Small is beautiful. Invest as if people matter. 
Those messages get to the heart of what Sunwealth is trying to do. We see real value in the small-scale solar projects that mainstream financiers have overlooked – the rooftops and underutilized lots you see as you walk through your neighborhood. Value for communities – measured in energy savings and access to home-grown, locally-produced power. For local economies – as measured in job years and revenues created for local solar developers and installers. For the environment – measured in carbon reduction and the clean air that comes from non-extractive clean energy produced by the sun. And for investors, as measured in reliable returns quarter after quarter from an investment you can understand and feel good about. 

As we wrap up 2018, we take pride in seeing those small investments add up into something bigger. 
We have now invested over $15 million in more than 70 small-scale solar installations across 8 states. Those projects will generate more than $9 million in lifetime energy savings for our power purchasers – houses of worship, nonprofit organizations, small businesses, schools and municipalities – for whom those savings really matter. They will reduce carbon emissions by over 140,000 metric tons – the equivalent of taking close to 30,000 cars off the road for a year. And they will help create 185 job years and over $12 million in revenues for local solar developers and installers. 

Growing with purpose and intention yields far-reaching results. 


Partners like Dan McGrath, the founder of Malden-based United Solar Associates, who has helped install solar on the rooftops of Greentown Labs and Maxwell’s Green apartments here in Somerville, provide a good example. Dan started the company out of his attic, with a vision of building a business that could support his family doing work he was proud of. Eight years later, he employs more than 30 people – skilled electricians, engineers, project managers, warehouse managers and office staff – many of whom got their start as MassCEC-sponsored interns. Dan talks about the importance of using skilled labor – and providing his employees with union wages and benefits – as well as the need to offer entry-level employees an opportunity to build a career. He remembers how people took a chance on him early on in his career, offering him “that opportunity, the space to grow, the chance to prove myself and expand my capabilities – and now I try to do that for others as well.” Today, he talks not just about providing for his family and those of his employees in the present, but also about building a legacy, something he can leave behind. 

Learn from experience and translate that learning into action. 


We have built a community of partners – local developers and installers, power purchasers and investors – and a track record of helping them achieve measurable environmental, social and financial returns. In 2019, we will look to expand on that experience by more than doubling our Solar Impact Fund to grow our impact. 

We are invested, in every sense of the word. 
December is a rush in the solar industry. Everything speeds up as developers and installers work to complete projects before the end of the month – to take advantage of daytime temperatures that are still above freezing, beat the snow and ice that comes with New England winter, and capture the tax benefit for investors that only comes with a project that’s fully commissioned by quarter-end.

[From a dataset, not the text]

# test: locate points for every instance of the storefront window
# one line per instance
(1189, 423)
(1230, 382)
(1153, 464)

In the midst of it, we take a moment – just a moment – to catch our breath and give thanks to the many partners who make our work possible. We reflect on the values we bring to bear on this work, and on the value that we are creating together. We are grateful for your partnership. And we look forward to working with you to build something really great. 

From all of us at Sunwealth, happy holidays. 
May 2019 bring you and yours peace, prosperity and plenty of sun.